"Trata-se de descrever, não de explicar nem de analisar" Maurice Merleau -Ponty (Prefácio da Fenomenologia da Percepção)
A narrativa e o sentimento do tempo. Heidegger,
Gadamer e Ricouer. O que poderia servir de justificativa para uma narrativa
expressar o sentimento de certo
tempo? Existiria uma tipificação social-geográfica para determinados
comportamentos, preconceitos e crenças num personagem humano hodierno? Que
traços característicos teria o brasileiro? Começar pelas diferenciações
regionais seria interessante na medida em que se pode perguntar o que fica e o
que permanece nesta tipologia humana, da mesma forma o que permanece na
mudança. Será que somente a língua, a religião (que vem mudando seu perfil), a
cultura (podemos reconhecer sem reservas a existência de UMA cultura
brasileira?), entre outros. Começaria dizendo que narrativa neste caso somente
teria sentido se fosse da própria vida de quem realiza a narrativa. Seguindo
Heidegger somos nós próprios os entes a ser objeto de análise. Narrar a análise
de si mesmo! Seria esta a justificativa para expressar o sentimento do tempo
que se está vivendo? Como enxergar o momento histórico no qual se está inserido
sem os vieses dos nossos preconceitos e crenças? Enxergar com os olhos dos
outros é possível? As respostas virão na medida em que seja dado início à
prática da narrativa. Que grau de realismo é possível? Casar o realismo com a
ficção talvez seja uma necessidade. Como ser um livro aberto hoje nas condições
reais de existência. Uma forma de preservar o privado da vida de quem está
realizando a narração. Por onde terá início tal casamento? Quem vem primeiro? O
real ou a ficção? Somente o narrador terá essa informação. E as pessoas com as
quais conviveu e com certeza conhecem diversas passagens da vida narrada terão
muitas dessas informações também, no entanto, nunca a totalidade dos momentos
narrados. Pensar na possibilidade de que outra pessoa alem do narrador possa
ter vivido todos os momentos de forma conjunta e concomitantemente por todos os
anos de vida narrados, seria no mínimo ilógico. No nascimento começa a vida,
mais do que óbvio. Seria esse o começo da narrativa? Machado de Assis uma vez
pelo menos começou do pós-morte no “Dom Casmurro”, se não me engano. Nesse caso
não é possível, pois o narrador deve narrar sua própria vida e para isso
necessariamente deve estar em condições de fazê-lo. A morte certa não pode
ainda ter dado as caras. Ainda há vida e, portanto a possibilidade de narrar o
que se sente no próprio tempo vivido. Que sentimentos podem aflorar?

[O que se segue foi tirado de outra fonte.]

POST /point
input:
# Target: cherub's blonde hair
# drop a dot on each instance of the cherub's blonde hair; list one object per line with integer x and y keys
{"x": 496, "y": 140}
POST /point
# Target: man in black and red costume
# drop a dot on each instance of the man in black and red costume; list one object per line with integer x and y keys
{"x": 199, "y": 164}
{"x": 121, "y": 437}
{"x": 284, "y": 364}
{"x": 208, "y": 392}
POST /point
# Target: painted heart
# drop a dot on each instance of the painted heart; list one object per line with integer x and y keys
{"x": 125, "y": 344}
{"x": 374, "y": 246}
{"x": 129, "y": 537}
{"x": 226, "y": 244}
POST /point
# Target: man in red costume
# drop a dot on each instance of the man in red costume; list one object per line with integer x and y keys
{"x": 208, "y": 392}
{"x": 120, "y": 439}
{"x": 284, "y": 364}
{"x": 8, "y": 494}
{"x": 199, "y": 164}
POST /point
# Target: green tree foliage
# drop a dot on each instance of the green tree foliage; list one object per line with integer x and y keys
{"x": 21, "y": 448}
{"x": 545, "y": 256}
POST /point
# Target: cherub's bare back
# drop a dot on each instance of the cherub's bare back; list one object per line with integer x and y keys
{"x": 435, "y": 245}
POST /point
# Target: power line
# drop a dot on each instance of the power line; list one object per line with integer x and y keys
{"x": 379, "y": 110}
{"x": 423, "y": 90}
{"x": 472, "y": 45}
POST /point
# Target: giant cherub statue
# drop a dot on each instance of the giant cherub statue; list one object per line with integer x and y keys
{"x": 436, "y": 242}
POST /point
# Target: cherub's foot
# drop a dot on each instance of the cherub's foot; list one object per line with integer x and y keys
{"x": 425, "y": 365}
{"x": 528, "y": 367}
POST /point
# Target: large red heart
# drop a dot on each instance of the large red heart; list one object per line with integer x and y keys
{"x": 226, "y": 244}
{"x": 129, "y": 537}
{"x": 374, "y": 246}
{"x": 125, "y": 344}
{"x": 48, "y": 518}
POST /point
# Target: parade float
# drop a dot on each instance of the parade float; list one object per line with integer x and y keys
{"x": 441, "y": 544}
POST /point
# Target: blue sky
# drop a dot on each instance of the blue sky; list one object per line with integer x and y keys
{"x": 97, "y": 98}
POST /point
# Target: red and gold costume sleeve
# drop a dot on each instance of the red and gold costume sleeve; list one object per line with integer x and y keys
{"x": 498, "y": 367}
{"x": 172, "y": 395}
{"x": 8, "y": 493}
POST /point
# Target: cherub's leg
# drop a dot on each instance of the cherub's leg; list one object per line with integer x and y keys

Cansaço misturado com sono e um monte de ideias que não param de ulular dentro do cérebro. Devo ligar a
TV agora ou daqui a pouco? Será que já começou o programa que quero assistir. É
preciso levantar e ir até a TV para ligá-la. O teclado escraviza. Ah! Mas agora
eu ligo. Posso aproveitar para tomar uma água e esticar as pernas e quem sabe
olhar pela janela e ver o que acontece na praça em frente. Pelo que é possível
escutar parece que a praça começa a esvaziar-se. O silencio começa a predominar
sendo cortado apenas pelo barulho constante (ainda) dos escapamentos dos
veículos que passam em diversas direções.